La prof. Tiziana Di Maio, Presidente del Corso di Laurea magistrale in Relazioni internazionali dell’ introdurrà i lavori che si svolgeranno in videoconferenza con il Dipartimento di Giurisprudenza della sede di Palermo  della LUMSA.

Interverranno Maria Grazia Melchionni, direttore – Rivista di Studi Politici Internazional; Antonia Carparelli, consigliere economico presso l Rappresentanza in Italia della Commissione europea. Modera Chiara Mattei, componente del Gruppo di lavoro permanente dell’OGIE.

“Il 2019 – si legge nella nota di presentazione del progetto – sarà un anno ricco di anniversari per l’Europa in generale e per l’Unione Europea in particolare. Avvenimenti che, nel bene e nel male, hanno determinato la nascita del sogno europeo e, al contempo, segnato in maniera profonda il suo lento e spesso travagliato processo di costruzione. Il 2019 sarà, però, anche un anno cruciale per due appuntamenti che attendono l’UE: la Brexit, il 29 marzo (se non ci sarà un rinvio o un nuovo referendum), e le elezioni del Parlamento europeo, tra il 23 e il 26 maggio”.

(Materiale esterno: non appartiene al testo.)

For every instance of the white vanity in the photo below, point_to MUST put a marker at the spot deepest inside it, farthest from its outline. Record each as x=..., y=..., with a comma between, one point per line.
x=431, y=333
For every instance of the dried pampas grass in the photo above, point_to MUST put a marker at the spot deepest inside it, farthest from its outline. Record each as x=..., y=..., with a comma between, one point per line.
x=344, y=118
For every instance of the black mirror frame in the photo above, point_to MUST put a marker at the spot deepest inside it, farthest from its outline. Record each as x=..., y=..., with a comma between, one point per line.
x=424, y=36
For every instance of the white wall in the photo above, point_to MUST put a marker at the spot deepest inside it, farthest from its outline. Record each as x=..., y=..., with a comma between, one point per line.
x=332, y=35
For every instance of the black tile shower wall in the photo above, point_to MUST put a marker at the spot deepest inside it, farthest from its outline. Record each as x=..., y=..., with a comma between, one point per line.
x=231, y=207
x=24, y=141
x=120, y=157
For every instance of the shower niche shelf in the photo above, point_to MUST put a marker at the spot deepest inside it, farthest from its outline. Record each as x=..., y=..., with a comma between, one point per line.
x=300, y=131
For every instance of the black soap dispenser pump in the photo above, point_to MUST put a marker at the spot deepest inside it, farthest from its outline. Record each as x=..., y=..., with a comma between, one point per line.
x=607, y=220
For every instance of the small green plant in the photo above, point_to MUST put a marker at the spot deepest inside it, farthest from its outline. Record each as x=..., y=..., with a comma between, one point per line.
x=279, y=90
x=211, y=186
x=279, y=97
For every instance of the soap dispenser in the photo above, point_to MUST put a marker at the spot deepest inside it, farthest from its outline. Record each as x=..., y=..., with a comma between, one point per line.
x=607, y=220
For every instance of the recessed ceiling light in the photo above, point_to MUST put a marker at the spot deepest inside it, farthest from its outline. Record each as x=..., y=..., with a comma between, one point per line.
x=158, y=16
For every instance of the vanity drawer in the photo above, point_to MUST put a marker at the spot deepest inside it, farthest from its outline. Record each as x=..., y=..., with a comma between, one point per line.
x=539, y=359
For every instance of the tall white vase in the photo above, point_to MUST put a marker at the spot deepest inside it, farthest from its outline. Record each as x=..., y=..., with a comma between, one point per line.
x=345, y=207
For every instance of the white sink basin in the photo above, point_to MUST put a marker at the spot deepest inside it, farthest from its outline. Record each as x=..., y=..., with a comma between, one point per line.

Il progetto dell’OGIE s’inquadra proprio in questo contesto. Uno scenario particolarmente delicato per il futuro dell’Unione, segnato dalla sempre più ampia diffusione di sentimenti anti-europei che coinvolgono il bacino elettorale di diversi Stati membri. Le elezioni del Parlamento europeo potrebbero rappresentare l’occasione giusta non solo per riscoprire le ragioni dell’essere europeo e del processo di integrazione, ma anche per comprendere le motivazioni alla base dell’attuale disaffezione nei confronti della costruzione della casa comune europea, nonché per rilanciare i temi dell’integrazione.

La cifra culturale del progetto, sintetizzata nella formula mutuata dal filosofo Benedetto Croce: «Perché non possiamo non dirci europei» è un invito a ripartire dall’idea originaria che avviò il processo di integrazione il 9 maggio del 1950.  Nonostante la crisi potenzialmente disgregatrice che vive oggi l’Unione, l’OGIE ritiene che tale idea sia tuttora valida e debba rappresentare un punto di ripartenza per raggiungere la meta – necessaria e imprescindibile – di un’Europa unita e pacifica.

A latere della redazione della carta programmatica, l’Osservatorio si propone di dar voce direttamente ai cittadini europei, promuovendo un Contest artistico, musicale e letterario. L’obiettivo è quello di scoprire cosa significa per loro appartenere all’Unione Europea ed essere europei.